Зэчка медленно поднесла высохшую нимфею к обветренным, потрескавшимся губам. Да это и не лилия была: ее призрак. Прозрачные лепестки разлезлись, распались. Она еще успела призрак поцеловать. Согреть дыханьем.
– Гмерто…
Охранник вскинул винтовку. Выстрелил, трясясь всем мучнистым, оплывшим лицом, толстыми веками без ресниц, бледными, синими губами. Зэчка упала. На этот раз навсегда. Он так и хотел, чтобы она свалилась на камни, а не в ров. Побрел к ней на кривых, пьяных ногах, присел, отвернув на колене полу заиндевелого тулупчика. "Надо б заказать с материка спирту пару канистр", – подумал торопливо, а руки, отдельно от беглых думок, делали свое дело – лезли в уши, вырвать сережки, обнажали зубы, ища золотые коронки.
– Песья дочь, да ты ищо жива!
Зэчка слабо простонала. Он расстегнул ей на груди пальто. Нет, образка нет, и бусиков тоже нет у сучки, и цепочек. Да всю ее обшарили уж давно друзьяки твои, Федька Свиное Рыло и Ленька Ширшев! Они без вниманья этих, бывших, нет, не оставляют… Мешочек из черного шелка лежал черным котенком возле ее щеки. Поверх шелка – сухие лепестки. "Скотина, што на грудях хранила… Вместо, епть, жемчугов…"

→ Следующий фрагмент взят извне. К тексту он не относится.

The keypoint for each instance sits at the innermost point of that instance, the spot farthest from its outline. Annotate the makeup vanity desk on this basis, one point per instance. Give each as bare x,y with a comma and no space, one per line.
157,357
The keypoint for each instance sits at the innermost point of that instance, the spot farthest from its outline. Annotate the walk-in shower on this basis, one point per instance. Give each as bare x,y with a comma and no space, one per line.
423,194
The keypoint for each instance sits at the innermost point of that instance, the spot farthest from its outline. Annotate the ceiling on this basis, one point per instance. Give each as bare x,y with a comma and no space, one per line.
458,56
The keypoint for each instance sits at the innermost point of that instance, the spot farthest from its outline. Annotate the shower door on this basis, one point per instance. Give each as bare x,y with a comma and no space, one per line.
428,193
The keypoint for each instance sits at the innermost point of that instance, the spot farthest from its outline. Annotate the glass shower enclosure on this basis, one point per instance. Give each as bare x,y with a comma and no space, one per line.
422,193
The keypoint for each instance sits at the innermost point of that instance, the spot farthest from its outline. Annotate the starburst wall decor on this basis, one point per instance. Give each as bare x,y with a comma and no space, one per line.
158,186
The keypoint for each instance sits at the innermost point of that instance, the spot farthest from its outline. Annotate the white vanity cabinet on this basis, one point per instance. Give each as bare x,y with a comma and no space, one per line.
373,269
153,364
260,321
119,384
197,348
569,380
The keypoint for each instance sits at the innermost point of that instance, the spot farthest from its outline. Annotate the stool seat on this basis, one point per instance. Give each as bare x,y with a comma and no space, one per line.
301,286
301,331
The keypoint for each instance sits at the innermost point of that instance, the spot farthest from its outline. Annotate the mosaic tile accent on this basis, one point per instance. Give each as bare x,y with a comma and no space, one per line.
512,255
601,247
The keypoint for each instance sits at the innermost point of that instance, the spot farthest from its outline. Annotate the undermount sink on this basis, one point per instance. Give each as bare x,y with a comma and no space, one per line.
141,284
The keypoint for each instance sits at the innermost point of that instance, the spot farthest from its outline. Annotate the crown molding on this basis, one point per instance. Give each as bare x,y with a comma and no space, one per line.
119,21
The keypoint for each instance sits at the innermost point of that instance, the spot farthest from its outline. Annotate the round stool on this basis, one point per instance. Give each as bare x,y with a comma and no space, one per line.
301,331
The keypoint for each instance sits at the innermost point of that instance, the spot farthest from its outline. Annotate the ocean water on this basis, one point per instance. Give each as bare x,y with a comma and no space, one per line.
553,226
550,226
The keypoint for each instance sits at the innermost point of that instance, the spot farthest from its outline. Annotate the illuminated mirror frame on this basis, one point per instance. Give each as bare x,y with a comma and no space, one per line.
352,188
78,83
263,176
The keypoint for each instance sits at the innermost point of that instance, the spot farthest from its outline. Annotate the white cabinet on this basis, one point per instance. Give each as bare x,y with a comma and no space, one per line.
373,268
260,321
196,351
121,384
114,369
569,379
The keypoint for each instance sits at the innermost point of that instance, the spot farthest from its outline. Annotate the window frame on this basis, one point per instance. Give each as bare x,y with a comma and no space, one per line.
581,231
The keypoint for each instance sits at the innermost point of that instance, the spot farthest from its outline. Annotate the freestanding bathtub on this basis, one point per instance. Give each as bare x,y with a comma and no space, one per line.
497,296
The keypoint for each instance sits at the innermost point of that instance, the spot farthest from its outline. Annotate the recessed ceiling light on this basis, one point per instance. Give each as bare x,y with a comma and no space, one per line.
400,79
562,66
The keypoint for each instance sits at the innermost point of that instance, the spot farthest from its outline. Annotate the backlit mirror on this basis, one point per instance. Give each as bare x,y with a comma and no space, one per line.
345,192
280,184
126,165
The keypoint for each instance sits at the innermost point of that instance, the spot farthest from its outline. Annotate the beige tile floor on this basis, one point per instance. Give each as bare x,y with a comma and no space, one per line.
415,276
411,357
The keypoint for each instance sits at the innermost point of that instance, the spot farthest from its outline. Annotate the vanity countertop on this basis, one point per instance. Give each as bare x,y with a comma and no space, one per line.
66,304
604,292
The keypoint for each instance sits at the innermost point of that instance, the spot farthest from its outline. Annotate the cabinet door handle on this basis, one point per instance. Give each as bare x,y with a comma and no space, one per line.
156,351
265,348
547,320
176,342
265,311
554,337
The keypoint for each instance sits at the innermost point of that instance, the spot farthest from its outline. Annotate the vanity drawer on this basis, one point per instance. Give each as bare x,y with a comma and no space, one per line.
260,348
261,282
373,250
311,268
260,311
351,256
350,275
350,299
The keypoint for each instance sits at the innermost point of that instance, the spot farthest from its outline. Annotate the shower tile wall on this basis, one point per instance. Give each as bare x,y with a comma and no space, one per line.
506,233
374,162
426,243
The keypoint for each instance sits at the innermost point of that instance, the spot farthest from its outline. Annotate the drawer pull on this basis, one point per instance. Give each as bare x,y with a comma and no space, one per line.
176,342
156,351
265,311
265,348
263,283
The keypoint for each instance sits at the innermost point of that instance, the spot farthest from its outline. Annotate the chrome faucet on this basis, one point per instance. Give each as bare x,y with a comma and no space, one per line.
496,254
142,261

Сухой цветок сдул режущий больней ножа, свистящий ветер. Изо рва дымом на морозе поднимались к стальному небу и бесследно таяли крики. Палач приблизил ухо к губам зэчки.
– По-ненашему гутаришь, говнючка, – встал с лягушачьих корточек и пнул опять, уже умирающую, в бок. – А могет быть, ты ваще францужинка, контра!
Поднял винтовку. Прицелился. Сильная какая отдача у матушки, приклад в плечо двинул, как мужик кулаком в драке. Пуля раздробила зэчке череп, кости разъялись желтой скорлупой, розовая, еще теплая мякоть дымилась на морозе, дымилась.
А синие глаза все были открыты. Широко открыты. И небо в них вошло спокойно и навсегда.